The University determined the location of the piece — the stairwell between the first and second floors — but left the other details to Hernmarck, who addressed two needs in her conception for the piece. She wanted the designed image to collectively represent the various art forms that are studied within the building — painting, ceramic, jewelry, textile, industrial design, theater, dance and music and she wanted the design to fit within the chosen area and increase the feeling of space in the stairwell.
Designed during the summer 2009, Hernmarck settled on a theme for the design: tabula rasa, the unwritten page, also a piece of ceramic that is scraped clean of marks after each use. Hernmarck’s Tabula Rasa would represent the beginning of the creative journey, whether at inception or at the commencement of an additional phase of the creative process. During sketching, Hernmarck often finds the road to a final design through a process of changes or “scraping away” of initial ideas in such a way that previous marks still become part of the overall design. The early phase of Tabula Rasa is referenced in the few words written on a white page woven in the tapestry.

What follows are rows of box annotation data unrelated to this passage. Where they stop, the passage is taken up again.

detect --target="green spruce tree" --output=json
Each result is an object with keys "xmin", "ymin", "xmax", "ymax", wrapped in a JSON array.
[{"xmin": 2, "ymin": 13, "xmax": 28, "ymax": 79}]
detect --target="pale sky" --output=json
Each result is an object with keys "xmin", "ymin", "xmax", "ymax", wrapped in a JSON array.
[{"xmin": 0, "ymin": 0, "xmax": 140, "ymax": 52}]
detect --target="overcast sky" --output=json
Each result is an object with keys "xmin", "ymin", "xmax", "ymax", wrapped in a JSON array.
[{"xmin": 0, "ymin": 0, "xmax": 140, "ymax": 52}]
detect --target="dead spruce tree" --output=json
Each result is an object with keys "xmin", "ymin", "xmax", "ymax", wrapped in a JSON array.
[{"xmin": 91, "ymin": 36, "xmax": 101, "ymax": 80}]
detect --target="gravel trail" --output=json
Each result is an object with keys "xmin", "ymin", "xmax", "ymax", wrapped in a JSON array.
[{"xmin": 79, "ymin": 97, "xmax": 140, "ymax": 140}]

Hernmarck achieved the feeling of space for the stairwell that she envisioned by painting and then photographing small cut-up pieces of watercolors so that they cast shadows creating an image of being in flight. This enabled her to place the smallest of the elements of Tabula Rasa closest to the plane of the image, i.e. the place with the most sense of urgency. The final design includes a play on shadows to create a visual illusion on different levels which solved the challenge of designing the lower portion of the work to catch the eye of a person walking up the staircase.

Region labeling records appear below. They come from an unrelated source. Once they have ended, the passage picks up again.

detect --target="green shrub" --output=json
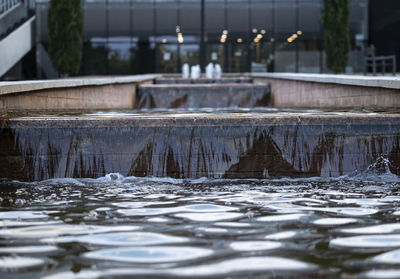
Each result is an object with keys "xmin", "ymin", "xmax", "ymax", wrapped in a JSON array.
[
  {"xmin": 321, "ymin": 0, "xmax": 350, "ymax": 73},
  {"xmin": 47, "ymin": 0, "xmax": 83, "ymax": 76}
]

Alice Lund Textiles, Borlange, Sweden produced the tapestry. The main weavers were Britt-Marie Bertilsson and Ebba Bergstrom. Tabula Rasa is the twenty-first tapestry of Helena Hernmarck’s design and technique to be woven at Alice Lund Textiles since 1975. The weaving took 30 weeks from beginning to finish. During this time, Hernmarck visited the studio periodically in order to oversee the quality of the work and to participate in both the weaving and the dying process of the wool with its numerous variations, shades and values. The colors were custom dyed at Wålstedts Textile Spinning and Dying Workshop in Dala-Floda. For Tabula Rasa the workshop dyed 24 kg of wool in 41 different colors. Hernmarck prefers to use of a variety of different qualities in the spun wool, such as thin gobeline, gobelin with rya wool, and single-ply rya wool. The final work includes hundreds of different colors and textures. A video of the weaving of Tabula Rasa can be viewed at http://browngrotta.com/Pages/hernmarck.php.
Hernmarck’s unique technique combines different weaving methods and patterns with which she has experimented for more than 45 years. The Hernmarck tapestry technique creates a coarse texture much like the Impressionists’ painting style of the early 1900s. A full-scale enlargement of the image in black and white is created before beginning the tapestry. The cartoon is then adhered to the back side of the tapestry and draped over an aluminum tube that presses the cartoon up against the warp from underneath. The cartoon makes it possible to follow the forms and shadows that can be seen through the warp threads. In order to observe what the weaving will look like at a distance, the artist looks through a small pair of binoculars, turned backwards. While the tapestry is woven on the horizontal loom, only 50 cm of the tapestry can be viewed at one time. The ongoing action and reaction in changing colors and weaving techniques creates the overall beauty of the tapestry.